Public Affairs

Reaching out can raise us up

Mike Feerick Mike Feerick, Chairman and founder of charity Ireland Reaching Out, explains how tracing the descendants of emigrants and inviting them back to become part of new and expanded virtual Irish communities will greatly benefit Ireland.

In recent years there have been a number of initiatives aimed at developing closer links between Ireland and its diaspora with various degrees of success. However, what is certain is that the Irish public’s consciousness of people with affinity to Ireland beyond our shores is higher now than it has been for generations. This is an opportunity that must be grasped.

Attracting people of Irish heritage to Ireland has obvious immediate economic benefits. The ‘Gathering’ initiative has sparked many a family reunion this year that might otherwise have remained a good intention. However, the deeper opportunity is to go beyond inviting people back home. Finding out who they really are, how we can help them, and how they can assist us is an even greater opportunity. In this way, the promise of the diaspora to be a resource of economic, social and cultural revival becomes a reality.

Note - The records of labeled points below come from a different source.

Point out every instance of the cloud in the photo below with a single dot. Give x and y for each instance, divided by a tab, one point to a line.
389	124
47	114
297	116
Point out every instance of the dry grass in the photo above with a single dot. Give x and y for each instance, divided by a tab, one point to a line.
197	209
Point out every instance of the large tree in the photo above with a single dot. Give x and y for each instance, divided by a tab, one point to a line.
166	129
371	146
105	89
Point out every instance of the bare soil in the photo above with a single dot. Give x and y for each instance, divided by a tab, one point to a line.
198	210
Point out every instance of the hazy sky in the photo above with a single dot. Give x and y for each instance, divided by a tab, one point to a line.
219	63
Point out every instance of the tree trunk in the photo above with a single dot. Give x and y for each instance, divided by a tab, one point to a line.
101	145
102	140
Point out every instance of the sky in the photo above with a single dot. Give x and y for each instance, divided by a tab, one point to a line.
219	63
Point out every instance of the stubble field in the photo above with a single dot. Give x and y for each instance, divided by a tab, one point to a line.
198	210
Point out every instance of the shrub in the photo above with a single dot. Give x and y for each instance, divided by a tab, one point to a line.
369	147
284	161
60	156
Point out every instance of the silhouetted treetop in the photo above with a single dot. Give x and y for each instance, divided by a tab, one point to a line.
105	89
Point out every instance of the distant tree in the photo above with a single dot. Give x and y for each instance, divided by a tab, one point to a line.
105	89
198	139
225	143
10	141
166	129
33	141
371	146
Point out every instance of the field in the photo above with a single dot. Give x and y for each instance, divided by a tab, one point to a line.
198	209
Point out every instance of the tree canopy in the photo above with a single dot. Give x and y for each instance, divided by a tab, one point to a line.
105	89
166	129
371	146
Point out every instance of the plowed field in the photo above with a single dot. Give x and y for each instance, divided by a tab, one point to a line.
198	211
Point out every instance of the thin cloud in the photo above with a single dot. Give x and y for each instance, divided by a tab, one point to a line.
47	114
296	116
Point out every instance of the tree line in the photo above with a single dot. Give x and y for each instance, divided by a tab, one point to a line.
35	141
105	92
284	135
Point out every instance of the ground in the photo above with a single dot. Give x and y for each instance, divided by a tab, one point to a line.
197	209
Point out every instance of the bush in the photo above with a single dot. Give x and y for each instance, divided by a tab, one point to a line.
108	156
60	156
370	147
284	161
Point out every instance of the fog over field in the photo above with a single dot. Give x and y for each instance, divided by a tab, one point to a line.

There are a number of clear steps which need to be taken to do this: firstly, on behalf of the Irish nation, a database must be developed to aggregate the data of our diaspora. Permission-based, it must be a charitable endeavour and non-government as those who might support will not do so if they believe the information can be used for anything other than for the purposes intended.

The second step is that this national database must receive the buy-in and support of central and local government. While various local authorities, to their credit, have been assertive in recognising the promise of their diaspora, separate databases for diaspora nation-wide leads to a duplication of resources, making issues related to data protection more complicated.

The benefits of organising our diaspora are many and varied. At ‘Ireland Reaching Out’, the national reverse genealogy programme founded in 2010, we see benefits far beyond what might first have been understood. Stories that quickly come to mind are of the recent Irish college graduate who emigrates to Australia, and instead of getting a job bar-tending in Sydney, gets an internship position as a trainee mechanical engineer. This position was organised by a member of her hometown’s parish diaspora in Australia which amounts to tens of thousands of people. It is the story of the Silicon Valley CEO, who on finding his roots in a rural East Galway parish, offers a summer internship to a recent graduate from that area.

I met a gentleman from Virginia at the Milwaukee Irish Festival last year, who had traced his family back to Ballina, County Mayo, in 1740. He had identified 1,200 descendants and had email details for over 700 people. Viewed differently, Ballina now has the opportunity to connect with 700 more people with connections to the town the next time it is organising its annual festival.

There is an inexhaustible list of similar stories and opportunities. With the gift of new online communication tools, we can engage like never before; that is of course, if we have the resolve to do so.

As the many anniversaries of key dates in our island’s history come about, it will become more apparent than ever as to how Irish people abroad have defined our national history in recent centuries. In an ever more virtual world, people’s sense of connection by blood to a physical place is perhaps becoming more important as people seek to find out what is unique about them and their own.

On a recent trip to China, a senior Irish politician was gently reminded by the Chinese Prime Minister that Ireland was not as small as he made out. It had, he said, its diaspora. Famous for their long-term thinking, we should be thankful to our Chinese friends for reminding us of the opportunity that lies before us, if only we have the wisdom to grasp it.